A mon sens, je ne pense pas, j'idéalise, et puis j'essaie d'étayer le modèle que je vous présente, je pense qu'actuellement... regardez le psychologue, c'est du diagnostic, le maître E fait du pédago spécialisé et le maître G fait quelque chose qui est du psy non pédago... Je fais court... Mais finalement ces trois fonctions-là ne constituent pas une interaction fonctionnelle du réseau... Si, sur un secteur, le psychologue secondarise sa démarche de diagnostic et s'il travaille avec les maîtres sur l'analyse des situations difficiles, avec les maîtres et avec le maître G, ensemble, et c'est vraiment un concept que je voudrais mettre en oeuvre, ensemble, maître de la classe, psychologue et maître G, travaillent sur ces situations et trouvent des modèles d'actions, des modèles d'interventions pour que ces situations soient réglées et on est bien dans un fonctionnement en réseau... Dans tel secteur, ou dans telle école, le maître G interviendra de telle manière, le psychologue interviendra de telle manière pour telle action, dans telle autre école ou en milieu rural, les actions prendront des formes différentes etc... Mais je veux dire que travailler en réseau, c'est travailler sur le système, c'est travailler sur les organisations, sur les situations et c'est apporter un peu d'entropie aux situations... C'est ça que doit faire un réseau en principe...

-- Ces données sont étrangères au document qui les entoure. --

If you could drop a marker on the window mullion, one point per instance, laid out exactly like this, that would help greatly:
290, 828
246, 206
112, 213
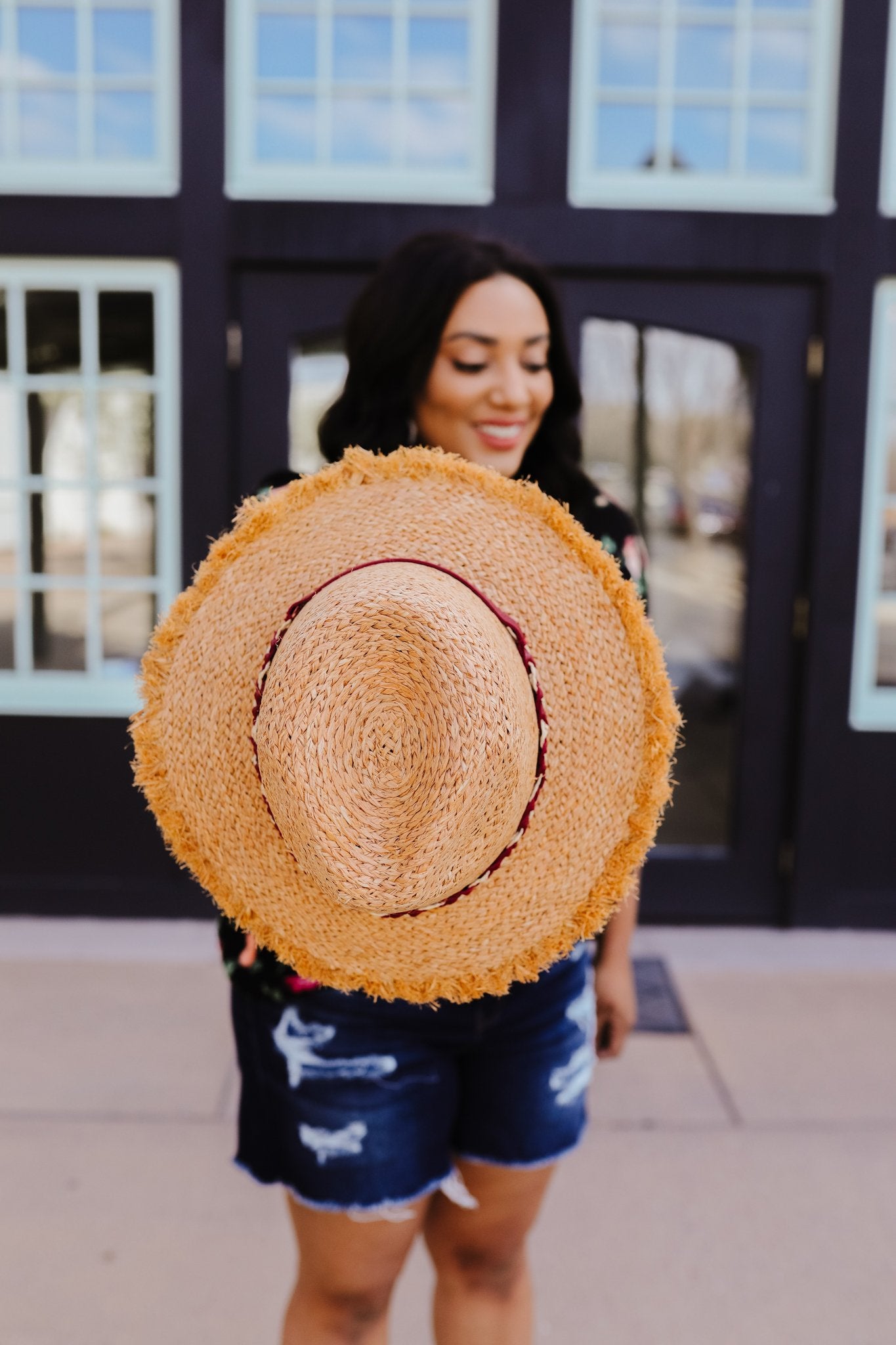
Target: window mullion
83, 92
324, 102
16, 359
400, 76
91, 370
740, 92
667, 87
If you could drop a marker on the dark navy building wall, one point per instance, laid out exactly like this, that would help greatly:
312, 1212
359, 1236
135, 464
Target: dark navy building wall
77, 838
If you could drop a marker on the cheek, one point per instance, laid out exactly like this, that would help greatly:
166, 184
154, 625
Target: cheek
543, 393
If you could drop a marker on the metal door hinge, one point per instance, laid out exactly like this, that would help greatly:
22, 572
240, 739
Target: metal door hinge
234, 345
815, 357
786, 858
801, 617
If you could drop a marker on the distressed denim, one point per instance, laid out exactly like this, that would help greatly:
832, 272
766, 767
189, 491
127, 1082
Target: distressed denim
358, 1105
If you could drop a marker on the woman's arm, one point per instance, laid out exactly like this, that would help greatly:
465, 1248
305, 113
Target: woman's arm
614, 978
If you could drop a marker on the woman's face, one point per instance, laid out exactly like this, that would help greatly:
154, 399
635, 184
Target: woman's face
489, 385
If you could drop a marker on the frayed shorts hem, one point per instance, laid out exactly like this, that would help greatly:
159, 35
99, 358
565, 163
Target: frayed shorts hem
381, 1207
526, 1165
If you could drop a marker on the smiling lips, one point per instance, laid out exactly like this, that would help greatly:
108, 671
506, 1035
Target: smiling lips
501, 433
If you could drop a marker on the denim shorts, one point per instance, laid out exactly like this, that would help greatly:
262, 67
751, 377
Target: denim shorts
360, 1105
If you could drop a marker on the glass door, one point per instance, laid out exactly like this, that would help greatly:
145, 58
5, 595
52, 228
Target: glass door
695, 420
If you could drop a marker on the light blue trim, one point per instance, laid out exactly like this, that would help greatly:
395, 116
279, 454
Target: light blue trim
86, 174
874, 707
322, 179
664, 188
97, 692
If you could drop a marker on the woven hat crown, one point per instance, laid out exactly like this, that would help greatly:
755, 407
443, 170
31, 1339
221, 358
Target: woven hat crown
396, 738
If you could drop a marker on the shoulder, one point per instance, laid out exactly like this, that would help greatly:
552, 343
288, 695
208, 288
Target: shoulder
618, 535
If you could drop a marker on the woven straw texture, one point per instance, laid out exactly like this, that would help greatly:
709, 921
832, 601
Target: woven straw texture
613, 725
398, 738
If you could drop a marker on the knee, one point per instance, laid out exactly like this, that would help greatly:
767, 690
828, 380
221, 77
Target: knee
351, 1313
492, 1269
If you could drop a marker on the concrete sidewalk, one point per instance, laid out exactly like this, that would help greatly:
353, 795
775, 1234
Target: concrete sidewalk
738, 1185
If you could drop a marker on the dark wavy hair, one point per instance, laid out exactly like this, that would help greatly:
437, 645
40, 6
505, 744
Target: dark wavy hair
391, 340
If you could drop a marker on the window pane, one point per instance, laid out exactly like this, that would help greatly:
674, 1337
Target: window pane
53, 331
286, 46
316, 377
127, 533
125, 435
58, 523
127, 625
56, 436
123, 42
7, 627
779, 60
704, 57
438, 53
702, 139
887, 646
285, 129
438, 132
9, 433
362, 50
49, 124
362, 131
777, 141
9, 533
58, 622
626, 135
124, 125
888, 568
629, 54
683, 470
125, 332
47, 41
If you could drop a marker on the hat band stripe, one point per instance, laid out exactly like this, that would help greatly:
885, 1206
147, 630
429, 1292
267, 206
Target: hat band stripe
528, 662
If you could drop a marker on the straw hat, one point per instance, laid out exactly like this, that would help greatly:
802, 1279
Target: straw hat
410, 726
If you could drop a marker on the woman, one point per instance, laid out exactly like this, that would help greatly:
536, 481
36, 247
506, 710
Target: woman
458, 343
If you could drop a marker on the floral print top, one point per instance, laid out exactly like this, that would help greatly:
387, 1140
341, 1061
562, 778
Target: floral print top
272, 978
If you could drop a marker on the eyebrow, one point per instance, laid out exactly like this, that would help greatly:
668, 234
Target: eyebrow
492, 341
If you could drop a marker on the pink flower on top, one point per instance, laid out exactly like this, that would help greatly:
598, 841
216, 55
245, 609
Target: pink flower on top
300, 984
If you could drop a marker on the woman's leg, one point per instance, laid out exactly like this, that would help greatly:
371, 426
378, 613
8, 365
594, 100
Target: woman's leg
345, 1275
482, 1292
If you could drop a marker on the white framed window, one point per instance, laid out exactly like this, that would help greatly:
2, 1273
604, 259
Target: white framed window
888, 156
89, 93
704, 104
874, 682
362, 100
89, 479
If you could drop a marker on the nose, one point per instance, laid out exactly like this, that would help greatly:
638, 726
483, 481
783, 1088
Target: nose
511, 389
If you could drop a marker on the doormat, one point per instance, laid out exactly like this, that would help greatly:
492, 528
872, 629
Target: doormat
658, 1005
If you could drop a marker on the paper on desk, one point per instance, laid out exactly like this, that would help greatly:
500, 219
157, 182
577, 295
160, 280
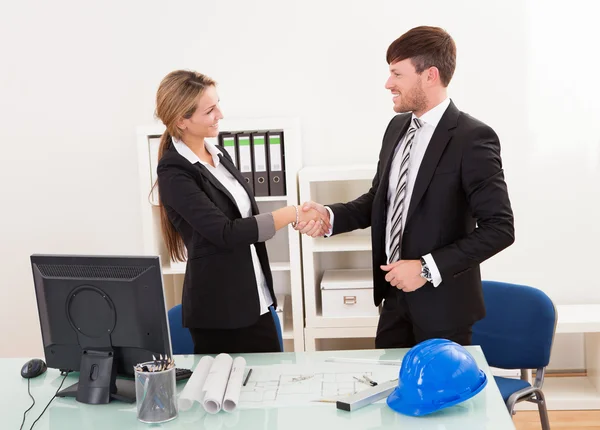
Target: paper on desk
216, 383
284, 385
234, 385
194, 387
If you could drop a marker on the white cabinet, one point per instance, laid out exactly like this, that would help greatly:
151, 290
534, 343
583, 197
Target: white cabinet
331, 184
347, 293
283, 249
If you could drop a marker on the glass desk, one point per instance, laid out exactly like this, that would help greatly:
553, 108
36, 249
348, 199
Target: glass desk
486, 411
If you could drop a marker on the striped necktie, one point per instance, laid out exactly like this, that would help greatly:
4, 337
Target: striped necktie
396, 231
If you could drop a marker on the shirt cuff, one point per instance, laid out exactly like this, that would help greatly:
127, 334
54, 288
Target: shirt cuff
330, 232
435, 273
266, 226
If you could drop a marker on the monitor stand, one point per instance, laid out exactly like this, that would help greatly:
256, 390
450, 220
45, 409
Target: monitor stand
98, 383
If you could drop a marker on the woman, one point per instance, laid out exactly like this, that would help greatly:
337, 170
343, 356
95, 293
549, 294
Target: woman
208, 210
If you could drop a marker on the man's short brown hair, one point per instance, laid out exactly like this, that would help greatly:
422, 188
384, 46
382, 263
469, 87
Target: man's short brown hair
426, 47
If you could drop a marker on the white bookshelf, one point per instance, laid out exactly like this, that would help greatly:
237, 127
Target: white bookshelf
333, 252
283, 249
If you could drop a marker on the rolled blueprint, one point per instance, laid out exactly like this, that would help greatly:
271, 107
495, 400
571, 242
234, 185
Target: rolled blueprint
194, 387
234, 385
216, 383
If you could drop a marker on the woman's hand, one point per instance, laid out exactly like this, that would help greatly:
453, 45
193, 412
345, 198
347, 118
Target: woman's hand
314, 221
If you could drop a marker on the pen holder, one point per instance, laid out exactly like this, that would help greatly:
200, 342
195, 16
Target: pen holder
155, 395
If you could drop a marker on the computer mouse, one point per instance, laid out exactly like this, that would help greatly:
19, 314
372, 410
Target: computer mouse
34, 367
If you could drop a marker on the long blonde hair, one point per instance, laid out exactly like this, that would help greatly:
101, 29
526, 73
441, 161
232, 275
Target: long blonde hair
176, 98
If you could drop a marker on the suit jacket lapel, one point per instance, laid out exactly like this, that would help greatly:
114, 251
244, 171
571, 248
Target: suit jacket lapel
441, 136
237, 175
389, 157
215, 182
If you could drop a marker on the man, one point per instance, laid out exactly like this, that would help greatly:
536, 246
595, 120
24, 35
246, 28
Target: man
438, 206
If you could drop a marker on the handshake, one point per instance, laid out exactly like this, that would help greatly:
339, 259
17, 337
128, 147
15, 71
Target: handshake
313, 220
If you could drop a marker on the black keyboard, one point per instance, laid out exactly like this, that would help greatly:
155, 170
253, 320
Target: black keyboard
182, 374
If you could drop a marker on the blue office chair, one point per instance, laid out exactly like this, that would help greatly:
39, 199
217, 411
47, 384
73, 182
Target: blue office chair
517, 333
181, 339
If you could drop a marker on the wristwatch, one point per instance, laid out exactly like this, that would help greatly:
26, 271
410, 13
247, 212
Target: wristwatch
425, 272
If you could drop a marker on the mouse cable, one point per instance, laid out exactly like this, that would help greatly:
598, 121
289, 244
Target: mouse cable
53, 397
32, 405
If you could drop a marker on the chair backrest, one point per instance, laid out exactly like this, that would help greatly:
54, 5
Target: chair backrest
277, 326
181, 339
518, 329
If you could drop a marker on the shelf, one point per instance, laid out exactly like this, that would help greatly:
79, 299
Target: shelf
288, 333
179, 268
342, 243
271, 199
341, 322
337, 173
578, 318
280, 267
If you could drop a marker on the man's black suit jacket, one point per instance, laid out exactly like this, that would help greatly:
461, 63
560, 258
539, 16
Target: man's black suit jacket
459, 212
219, 289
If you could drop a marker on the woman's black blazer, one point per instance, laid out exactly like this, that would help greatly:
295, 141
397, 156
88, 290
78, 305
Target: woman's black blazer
219, 289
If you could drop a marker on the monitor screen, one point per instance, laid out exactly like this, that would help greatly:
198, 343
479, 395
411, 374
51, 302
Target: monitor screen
103, 311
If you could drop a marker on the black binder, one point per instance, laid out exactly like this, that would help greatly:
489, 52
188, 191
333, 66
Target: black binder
242, 141
276, 158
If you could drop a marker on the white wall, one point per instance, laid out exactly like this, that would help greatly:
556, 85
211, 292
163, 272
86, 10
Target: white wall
76, 80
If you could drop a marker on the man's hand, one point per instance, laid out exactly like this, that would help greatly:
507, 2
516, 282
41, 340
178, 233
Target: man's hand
404, 275
314, 228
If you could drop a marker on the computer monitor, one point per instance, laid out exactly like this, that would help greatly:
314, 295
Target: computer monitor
100, 315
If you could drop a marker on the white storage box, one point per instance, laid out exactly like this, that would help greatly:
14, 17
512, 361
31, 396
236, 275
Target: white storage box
348, 293
280, 310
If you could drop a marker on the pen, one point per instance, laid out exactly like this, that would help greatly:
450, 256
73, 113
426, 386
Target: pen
370, 381
247, 377
365, 361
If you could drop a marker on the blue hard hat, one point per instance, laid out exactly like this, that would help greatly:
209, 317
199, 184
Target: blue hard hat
435, 374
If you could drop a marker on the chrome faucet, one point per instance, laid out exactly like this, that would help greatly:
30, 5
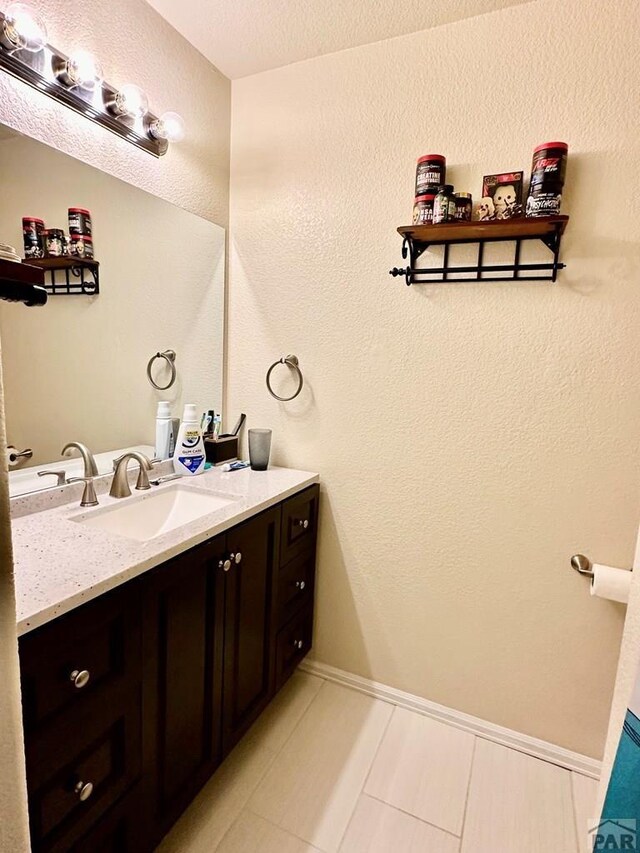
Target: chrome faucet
120, 485
90, 467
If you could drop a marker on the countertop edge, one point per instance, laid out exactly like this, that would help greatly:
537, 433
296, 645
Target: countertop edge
48, 614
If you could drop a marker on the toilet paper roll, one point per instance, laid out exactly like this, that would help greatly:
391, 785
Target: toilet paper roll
610, 583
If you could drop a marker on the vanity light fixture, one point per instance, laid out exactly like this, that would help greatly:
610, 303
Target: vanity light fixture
81, 70
129, 100
77, 81
169, 126
23, 29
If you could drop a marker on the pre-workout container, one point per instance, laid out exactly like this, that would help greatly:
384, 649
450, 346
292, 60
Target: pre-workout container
547, 179
430, 173
32, 229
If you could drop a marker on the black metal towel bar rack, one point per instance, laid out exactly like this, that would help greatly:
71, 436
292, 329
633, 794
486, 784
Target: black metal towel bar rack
29, 294
418, 238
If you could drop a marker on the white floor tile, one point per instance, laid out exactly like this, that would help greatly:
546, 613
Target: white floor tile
585, 791
202, 827
423, 768
313, 786
276, 724
517, 804
378, 828
253, 834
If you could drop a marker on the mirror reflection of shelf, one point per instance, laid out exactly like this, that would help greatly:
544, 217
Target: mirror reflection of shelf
70, 276
21, 283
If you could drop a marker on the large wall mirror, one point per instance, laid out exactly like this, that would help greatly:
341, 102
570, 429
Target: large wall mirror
76, 369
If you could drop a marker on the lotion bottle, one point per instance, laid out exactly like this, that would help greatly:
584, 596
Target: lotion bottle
189, 455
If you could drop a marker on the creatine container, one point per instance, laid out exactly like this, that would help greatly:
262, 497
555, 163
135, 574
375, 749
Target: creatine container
423, 209
430, 173
547, 179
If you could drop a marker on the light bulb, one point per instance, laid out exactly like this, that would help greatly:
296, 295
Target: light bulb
83, 70
131, 101
23, 29
169, 126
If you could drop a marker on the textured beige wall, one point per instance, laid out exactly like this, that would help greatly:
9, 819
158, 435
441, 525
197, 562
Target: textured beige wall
471, 437
14, 832
162, 287
134, 44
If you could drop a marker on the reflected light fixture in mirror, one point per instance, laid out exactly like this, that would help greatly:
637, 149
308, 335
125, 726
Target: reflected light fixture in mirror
23, 29
77, 81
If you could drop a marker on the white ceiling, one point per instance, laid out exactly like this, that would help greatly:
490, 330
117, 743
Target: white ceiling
242, 37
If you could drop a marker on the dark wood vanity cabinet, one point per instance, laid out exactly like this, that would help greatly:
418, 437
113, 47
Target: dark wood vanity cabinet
133, 700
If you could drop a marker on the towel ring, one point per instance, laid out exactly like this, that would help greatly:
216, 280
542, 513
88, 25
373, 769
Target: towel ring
292, 361
170, 357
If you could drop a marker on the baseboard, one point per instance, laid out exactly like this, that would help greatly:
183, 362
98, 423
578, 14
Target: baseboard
489, 731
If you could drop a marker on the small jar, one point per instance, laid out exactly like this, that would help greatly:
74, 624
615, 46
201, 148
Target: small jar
464, 206
53, 242
32, 230
80, 221
423, 209
81, 246
444, 206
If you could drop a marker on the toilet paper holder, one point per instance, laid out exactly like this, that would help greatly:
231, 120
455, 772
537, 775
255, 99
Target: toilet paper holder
582, 565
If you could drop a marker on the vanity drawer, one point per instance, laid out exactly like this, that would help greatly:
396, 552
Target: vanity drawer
299, 524
79, 771
66, 661
293, 643
295, 586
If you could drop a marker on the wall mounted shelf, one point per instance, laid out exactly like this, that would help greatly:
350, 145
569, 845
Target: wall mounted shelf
70, 276
418, 238
22, 283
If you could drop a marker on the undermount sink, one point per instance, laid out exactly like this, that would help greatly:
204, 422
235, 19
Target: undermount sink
154, 514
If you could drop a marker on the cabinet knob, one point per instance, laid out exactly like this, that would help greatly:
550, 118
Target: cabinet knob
83, 790
80, 678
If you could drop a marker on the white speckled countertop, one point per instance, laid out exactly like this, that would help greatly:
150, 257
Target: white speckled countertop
60, 564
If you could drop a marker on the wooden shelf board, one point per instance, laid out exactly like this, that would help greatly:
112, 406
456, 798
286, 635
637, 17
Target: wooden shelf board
64, 263
498, 229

Comment concevez-vous votre rôle en tant qu'inspecteur au sein des réseaux... ?

Ce que je peux vous dire, c'est ce que font aussi d'autres inspecteurs, c'est ce que je vous ai dit tout à l'heure... Ils commencent... On a vu, il y a une évolution très nette et à mon sens si les réseaux ne fonctionnent pas bien, c'est que les IEN ont failli à leur mission d'animation et d'inspection des réseaux... Et en revanche, les IEN qui s'engagent véritablement dans des animations de réseau sont quand-même de plus en plus nombreux et ils sont dans une dynamique très porteuse, très dynamique.(...)

Pouvez-vous citer les 3 livres ou auteurs principaux recommandés lors de la formation E ?

Non, je ne sais pas... On doit bien donner du Meirieu en masse... tous les bouquins de Meirieu... On peut donner aussi tous les livres concernant l'apprentissage de la lecture, il ne m'en vient pas... J'espère qu'on donne la maîtrise de la langue, le petit livre rouge du ministère qui est un ouvrage de base, le texte sur les cycles... l'organisation de l'école primaire en cycle, c'est fondamental... En pédagogie spécialisée, c'est vrai qu'il y a peu de publications spécifiques...

Pouvez-vous citer les 3 livres ou auteurs principaux recommandés lors de la formation G ?

Pour les G, il y a tous les écrits de Guillarmé, Darrault, de De la Monneraye, maintenant il y a Gillig qui se met à écrire beaucoup sur la rééducation... Bon, voilà...

Est-ce que vous pouvez isoler de grandes tendances par rapport aux divers centres de formation qui existent en France ?

Oh, non... Si vous voulez, je ne vais vous dire que ce que vous savez déjà... il y a une formation plus clinicienne, plus clinique c'est Auteuil avec Guillarmé, une composante plus analytique, c'est avec de la Monneraye... il y a une formation plus... à dominante linguistique et sémiologique, c'est Darrault et puis les autres n'ont pas de tendance forte... Si peut-être Aix en Provence, c'est peut-être aussi très clinicien... Je ne sais pas exactement, je ne pourrais pas spécifier les centres... Strasbourg, c'est peut-être psy aussi, Lyon c'était un peu psy...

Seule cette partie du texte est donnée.